[SMACL] Editique et GED (Gestion Électronique des Documents)

Old papers on black textured background

 

 La dématérialisation a débar­qué à la Smacl il y a peu. Véritable « big-bang », ce pro­cédé va permettre un gain de temps considérable pour la gestion des dossiers sinistres, mais aussi transformer profon­dément le travail de nombreux collègues.

Dès à présent, des perma­nences sont organisées au pôle des moyens généraux afin de pouvoir numériser dès 7h30 les courriers concernés.

On espère que très vite, l’em­ployeur leur accordera les mêmes dispositifs de com­pensation que pour les sala­riés déjà concernés dans la mutuelle (2 jours de repos sup­plémentaires par an aux Per­sonnes physiques ou à l’Infor­matique) mais prendra aussi conscience de l’augmentation de leur charge de travail.

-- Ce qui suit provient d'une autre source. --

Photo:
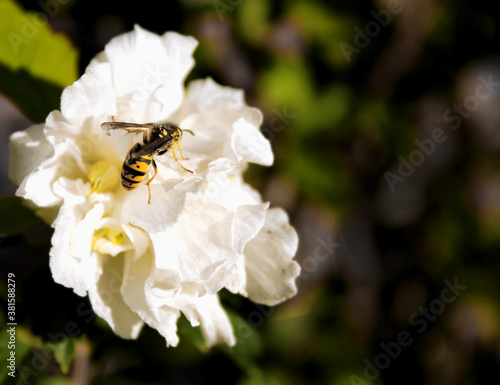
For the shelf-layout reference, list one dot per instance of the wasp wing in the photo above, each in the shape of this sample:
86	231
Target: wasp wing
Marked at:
157	147
108	126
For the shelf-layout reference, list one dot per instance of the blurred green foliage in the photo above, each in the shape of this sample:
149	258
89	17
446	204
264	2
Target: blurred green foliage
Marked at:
337	125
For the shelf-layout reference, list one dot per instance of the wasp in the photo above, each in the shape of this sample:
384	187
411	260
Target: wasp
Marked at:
158	138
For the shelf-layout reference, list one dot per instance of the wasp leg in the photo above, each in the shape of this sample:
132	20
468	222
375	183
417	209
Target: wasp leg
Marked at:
149	181
177	160
180	149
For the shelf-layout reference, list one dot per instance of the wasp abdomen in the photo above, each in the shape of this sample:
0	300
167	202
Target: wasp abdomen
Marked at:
135	169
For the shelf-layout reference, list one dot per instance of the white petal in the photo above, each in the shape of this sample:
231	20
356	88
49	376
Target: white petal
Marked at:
214	322
80	243
248	220
250	144
217	104
271	272
67	270
107	301
89	97
139	297
149	71
165	207
28	149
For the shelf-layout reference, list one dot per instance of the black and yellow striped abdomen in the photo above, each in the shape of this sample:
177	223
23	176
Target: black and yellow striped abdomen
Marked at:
135	168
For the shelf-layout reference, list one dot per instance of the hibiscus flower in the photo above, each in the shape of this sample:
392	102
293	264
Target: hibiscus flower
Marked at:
143	262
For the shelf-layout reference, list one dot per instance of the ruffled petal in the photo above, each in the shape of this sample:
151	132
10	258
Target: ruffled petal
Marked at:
213	320
149	71
107	300
28	149
250	144
138	294
167	203
72	272
270	270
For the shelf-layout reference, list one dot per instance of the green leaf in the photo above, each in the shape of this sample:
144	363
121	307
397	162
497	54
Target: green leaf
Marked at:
247	349
35	63
16	218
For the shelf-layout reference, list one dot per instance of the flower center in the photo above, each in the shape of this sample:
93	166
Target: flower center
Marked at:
103	177
108	241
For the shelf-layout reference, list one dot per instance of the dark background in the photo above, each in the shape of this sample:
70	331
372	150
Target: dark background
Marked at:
374	258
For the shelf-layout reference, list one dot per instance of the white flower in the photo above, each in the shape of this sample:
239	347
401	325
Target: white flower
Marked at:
146	263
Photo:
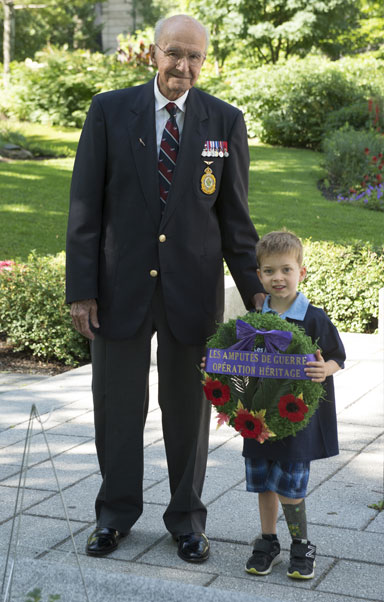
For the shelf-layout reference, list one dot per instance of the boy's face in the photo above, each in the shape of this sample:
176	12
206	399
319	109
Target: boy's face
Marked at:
280	275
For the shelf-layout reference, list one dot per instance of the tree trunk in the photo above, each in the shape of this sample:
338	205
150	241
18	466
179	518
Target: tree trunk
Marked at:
8	37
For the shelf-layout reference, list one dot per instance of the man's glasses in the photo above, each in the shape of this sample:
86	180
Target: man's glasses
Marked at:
195	59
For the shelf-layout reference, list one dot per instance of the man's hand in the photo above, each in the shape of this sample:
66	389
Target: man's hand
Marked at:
258	301
83	313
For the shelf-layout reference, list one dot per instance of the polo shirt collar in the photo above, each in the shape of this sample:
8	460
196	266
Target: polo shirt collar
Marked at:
296	311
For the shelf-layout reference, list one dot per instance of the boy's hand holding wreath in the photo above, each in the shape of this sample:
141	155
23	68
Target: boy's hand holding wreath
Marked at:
280	399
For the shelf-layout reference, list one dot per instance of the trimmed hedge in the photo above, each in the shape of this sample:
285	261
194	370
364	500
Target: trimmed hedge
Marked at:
345	281
33	313
291	103
58	87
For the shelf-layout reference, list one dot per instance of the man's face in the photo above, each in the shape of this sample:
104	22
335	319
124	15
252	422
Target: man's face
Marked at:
178	55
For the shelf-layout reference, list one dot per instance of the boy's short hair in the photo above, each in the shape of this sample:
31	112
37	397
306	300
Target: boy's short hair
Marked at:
277	243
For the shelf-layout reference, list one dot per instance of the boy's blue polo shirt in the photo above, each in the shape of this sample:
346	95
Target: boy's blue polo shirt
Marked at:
319	438
296	311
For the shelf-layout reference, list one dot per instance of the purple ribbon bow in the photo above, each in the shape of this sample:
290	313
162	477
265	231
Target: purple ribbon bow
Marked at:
274	339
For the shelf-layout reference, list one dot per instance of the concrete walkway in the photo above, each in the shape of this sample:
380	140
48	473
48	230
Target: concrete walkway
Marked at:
349	534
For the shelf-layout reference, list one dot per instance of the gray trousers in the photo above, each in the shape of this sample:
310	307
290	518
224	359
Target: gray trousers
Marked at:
120	393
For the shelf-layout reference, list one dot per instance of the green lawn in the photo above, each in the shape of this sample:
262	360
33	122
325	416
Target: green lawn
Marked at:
283	192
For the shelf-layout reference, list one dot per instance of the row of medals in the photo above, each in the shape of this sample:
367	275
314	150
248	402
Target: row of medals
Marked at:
215	148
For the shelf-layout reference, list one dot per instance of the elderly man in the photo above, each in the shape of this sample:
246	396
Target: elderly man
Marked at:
158	198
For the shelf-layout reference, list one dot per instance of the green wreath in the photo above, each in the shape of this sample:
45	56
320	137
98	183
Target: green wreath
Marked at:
263	408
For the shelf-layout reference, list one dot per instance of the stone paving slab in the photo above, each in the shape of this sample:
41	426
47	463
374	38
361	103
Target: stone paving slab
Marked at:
8	500
10	380
367	376
113	565
58	444
357	579
340	504
347	542
123	587
377	525
38	536
70	468
356	436
369	410
328	466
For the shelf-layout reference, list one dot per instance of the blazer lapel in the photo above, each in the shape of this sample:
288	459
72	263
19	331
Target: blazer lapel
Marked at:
142	131
193	138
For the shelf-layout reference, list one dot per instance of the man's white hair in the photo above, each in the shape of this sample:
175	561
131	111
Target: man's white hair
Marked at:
162	22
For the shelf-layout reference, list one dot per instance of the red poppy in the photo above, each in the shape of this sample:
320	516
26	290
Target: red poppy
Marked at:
248	425
217	393
292	407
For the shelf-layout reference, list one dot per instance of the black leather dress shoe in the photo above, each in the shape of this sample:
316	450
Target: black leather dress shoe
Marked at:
192	547
102	541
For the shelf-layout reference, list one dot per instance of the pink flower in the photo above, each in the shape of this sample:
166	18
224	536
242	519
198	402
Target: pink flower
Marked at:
6	265
222	418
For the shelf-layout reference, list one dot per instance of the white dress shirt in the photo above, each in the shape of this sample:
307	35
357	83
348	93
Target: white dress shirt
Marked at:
162	114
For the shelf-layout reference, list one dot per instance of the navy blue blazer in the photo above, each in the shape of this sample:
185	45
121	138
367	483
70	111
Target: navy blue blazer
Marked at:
319	438
117	237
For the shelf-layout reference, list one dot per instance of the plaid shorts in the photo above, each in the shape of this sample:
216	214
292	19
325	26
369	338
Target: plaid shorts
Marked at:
289	479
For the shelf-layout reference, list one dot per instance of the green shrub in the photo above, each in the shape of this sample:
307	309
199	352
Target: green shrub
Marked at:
33	313
289	103
38	149
355	115
348	158
57	88
345	281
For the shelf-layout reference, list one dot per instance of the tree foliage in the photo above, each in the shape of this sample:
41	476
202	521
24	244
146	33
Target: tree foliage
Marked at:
267	30
57	22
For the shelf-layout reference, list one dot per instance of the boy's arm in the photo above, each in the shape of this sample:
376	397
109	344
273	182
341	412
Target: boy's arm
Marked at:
319	370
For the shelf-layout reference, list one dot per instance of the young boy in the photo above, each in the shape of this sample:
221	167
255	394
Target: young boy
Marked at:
279	471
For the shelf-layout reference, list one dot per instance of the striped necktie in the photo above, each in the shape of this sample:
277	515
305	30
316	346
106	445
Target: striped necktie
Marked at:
169	148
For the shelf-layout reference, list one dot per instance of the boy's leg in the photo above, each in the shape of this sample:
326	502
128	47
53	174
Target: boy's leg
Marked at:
268	510
295	516
266	550
302	554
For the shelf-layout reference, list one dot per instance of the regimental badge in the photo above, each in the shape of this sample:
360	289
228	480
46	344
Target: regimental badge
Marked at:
208	181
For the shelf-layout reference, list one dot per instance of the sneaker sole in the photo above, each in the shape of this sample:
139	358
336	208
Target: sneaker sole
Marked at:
253	571
297	575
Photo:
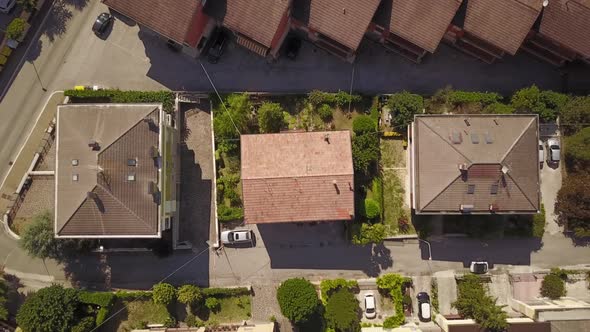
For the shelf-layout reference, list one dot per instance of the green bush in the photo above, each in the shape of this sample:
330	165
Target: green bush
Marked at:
553	286
271	118
342	311
372	209
328	286
325	112
212	304
166	98
226	213
163	293
298	300
364	124
16	28
403	106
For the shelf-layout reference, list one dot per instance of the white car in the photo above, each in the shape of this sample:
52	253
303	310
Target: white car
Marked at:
541	153
237	236
553	150
370	307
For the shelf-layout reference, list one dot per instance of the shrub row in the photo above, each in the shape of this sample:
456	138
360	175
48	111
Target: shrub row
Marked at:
124	97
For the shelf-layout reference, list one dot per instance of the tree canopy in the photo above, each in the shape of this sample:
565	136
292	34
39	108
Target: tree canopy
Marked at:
51	309
298	299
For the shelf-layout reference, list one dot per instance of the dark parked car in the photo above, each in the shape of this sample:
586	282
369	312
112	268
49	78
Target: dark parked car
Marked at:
292	47
102	23
423	307
219	40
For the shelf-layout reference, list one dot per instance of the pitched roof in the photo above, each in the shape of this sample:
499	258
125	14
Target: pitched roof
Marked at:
258	20
291	177
568	22
102	201
422	22
502	23
170	18
499	151
344	21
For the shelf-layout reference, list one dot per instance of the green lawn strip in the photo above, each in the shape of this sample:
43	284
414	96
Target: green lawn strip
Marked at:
233	309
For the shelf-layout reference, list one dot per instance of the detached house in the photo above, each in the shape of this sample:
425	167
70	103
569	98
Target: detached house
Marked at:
478	164
492	29
115	174
338	26
413	28
297	177
564	32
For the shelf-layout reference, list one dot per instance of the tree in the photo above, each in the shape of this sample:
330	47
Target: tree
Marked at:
577	149
271	118
163	293
365	152
232	120
298	299
572	205
575	115
404	105
553	286
51	309
342	311
28	5
190	295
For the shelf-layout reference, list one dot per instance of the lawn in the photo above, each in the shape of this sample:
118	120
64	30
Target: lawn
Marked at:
140	313
233	310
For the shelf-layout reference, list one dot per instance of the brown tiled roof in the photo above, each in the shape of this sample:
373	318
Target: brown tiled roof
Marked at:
568	22
102	202
344	21
258	20
499	151
170	18
291	177
502	23
422	22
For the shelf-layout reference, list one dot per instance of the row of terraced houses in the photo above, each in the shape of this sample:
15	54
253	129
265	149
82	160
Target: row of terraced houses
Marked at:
556	31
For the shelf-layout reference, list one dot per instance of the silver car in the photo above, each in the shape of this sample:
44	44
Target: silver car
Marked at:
553	150
236	236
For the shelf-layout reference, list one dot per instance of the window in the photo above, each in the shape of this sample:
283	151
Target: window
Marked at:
494	189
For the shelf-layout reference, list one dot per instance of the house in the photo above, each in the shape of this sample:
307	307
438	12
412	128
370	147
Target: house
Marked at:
477	164
181	21
337	26
260	26
413	28
563	33
115	175
491	29
297	177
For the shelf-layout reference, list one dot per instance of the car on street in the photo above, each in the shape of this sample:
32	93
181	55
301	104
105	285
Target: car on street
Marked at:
6	5
553	150
236	236
423	307
541	153
479	267
219	40
101	24
370	306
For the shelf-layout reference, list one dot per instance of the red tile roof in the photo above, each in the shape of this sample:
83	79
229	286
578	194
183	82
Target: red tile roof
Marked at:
297	177
422	22
345	21
568	23
502	23
258	20
170	18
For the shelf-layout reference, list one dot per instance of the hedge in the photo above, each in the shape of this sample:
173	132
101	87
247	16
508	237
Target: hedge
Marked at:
125	97
103	299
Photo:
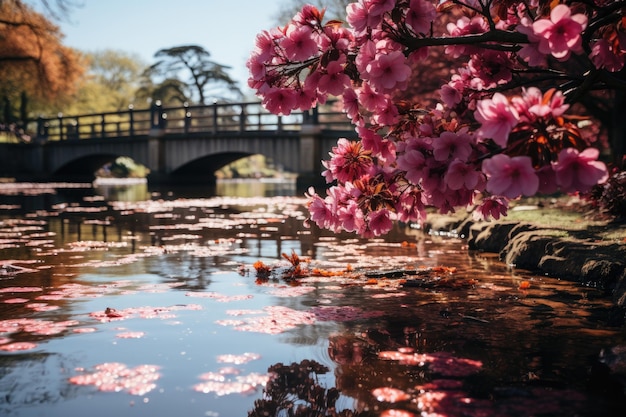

Il est urgent d’agir afin de réduire les heures réalisées au-delà des 72h qu’il est pos­sible d’épargner sur le Compte Epargne Temps. Tout simple­ment car au delà de 72h les heures sont perdues. Et cela ne se fera pas en prolongeant indéfiniment les intérimaires. Il faut recruter pour de bon !

En tout cas, bravo à tous les acteurs de la GEC mais aussi de l’éditique.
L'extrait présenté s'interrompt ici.